One of a generation of mobile young Maasai as comfortable in the internet cafes of downtown Nairobi as in their parents' daub huts, Ole Sayo, who has secondary education and a fistful of diplomas, has given up job opportunities in the city to stay and work with the community.
"Most of the programmes are donor-funded. So if the donors don't get money we, who are the last kind of grassroots people, are not getting funding either," he said.
"We must be worried. We have heard that organisations like Oxfam and others have been affected."
The projects initiated by the Matonyok Nomads' Organisation or MANDO, the non-governmental organisation he set up, have funding requirements of a few thousand dollars each -- tiny in the multi-billion dollar aid industry.

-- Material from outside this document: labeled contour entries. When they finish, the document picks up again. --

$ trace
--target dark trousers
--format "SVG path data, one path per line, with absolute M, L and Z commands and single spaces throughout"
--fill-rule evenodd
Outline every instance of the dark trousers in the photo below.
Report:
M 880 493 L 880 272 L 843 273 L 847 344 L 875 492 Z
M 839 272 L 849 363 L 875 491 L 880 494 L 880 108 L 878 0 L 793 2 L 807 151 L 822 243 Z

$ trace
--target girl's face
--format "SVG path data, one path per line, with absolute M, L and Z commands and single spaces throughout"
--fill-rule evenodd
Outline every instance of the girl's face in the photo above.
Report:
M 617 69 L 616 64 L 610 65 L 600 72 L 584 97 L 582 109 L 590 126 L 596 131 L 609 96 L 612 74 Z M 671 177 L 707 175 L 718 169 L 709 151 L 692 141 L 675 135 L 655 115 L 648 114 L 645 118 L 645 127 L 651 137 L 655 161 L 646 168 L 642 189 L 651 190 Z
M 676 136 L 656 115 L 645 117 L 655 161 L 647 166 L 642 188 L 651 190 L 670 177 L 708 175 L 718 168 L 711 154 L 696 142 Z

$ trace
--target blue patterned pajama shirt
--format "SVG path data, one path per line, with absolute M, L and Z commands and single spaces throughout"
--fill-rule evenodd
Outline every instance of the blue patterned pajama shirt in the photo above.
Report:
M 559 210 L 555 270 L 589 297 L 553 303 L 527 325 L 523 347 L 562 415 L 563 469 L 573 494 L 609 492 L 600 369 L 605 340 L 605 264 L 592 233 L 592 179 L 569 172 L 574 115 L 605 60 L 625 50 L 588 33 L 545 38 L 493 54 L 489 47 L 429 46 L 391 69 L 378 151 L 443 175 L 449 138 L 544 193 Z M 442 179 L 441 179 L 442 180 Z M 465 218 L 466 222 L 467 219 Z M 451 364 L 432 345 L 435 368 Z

They include building rainwater-harvesting tanks at the local school which has no water or electricity, helping Maasai beadworkers market their beads, increasing awareness about the dangers of female circumcision and improving inoculation and water supplies for cattle.
Lacking government support, Ole Sayo and other young, educated Maasai are having to step in to try to provide their community with basics taken for granted even in Kenya's capital.
With just $500 in personal savings and donations from the community, Ole Sanyo has stocked the MANDO office -- previously furnished with just a simple desk and computer -- with essential foodstuffs, turning it into a small community stall.
The small profits the stall makes go back into the community projects. He has also turned to still-available micro-loans for funding, appealing for $2,000 from the International Child Resource Institute, an agency that requires part of the loan repayment be ploughed back into the community.
That money will be used to set up a small garden farm to grow green vegetables for the stall.
"We can grow vegetables to make more money for the organisation and at the same time improve nutritional levels and provide an example that others can follow," he said.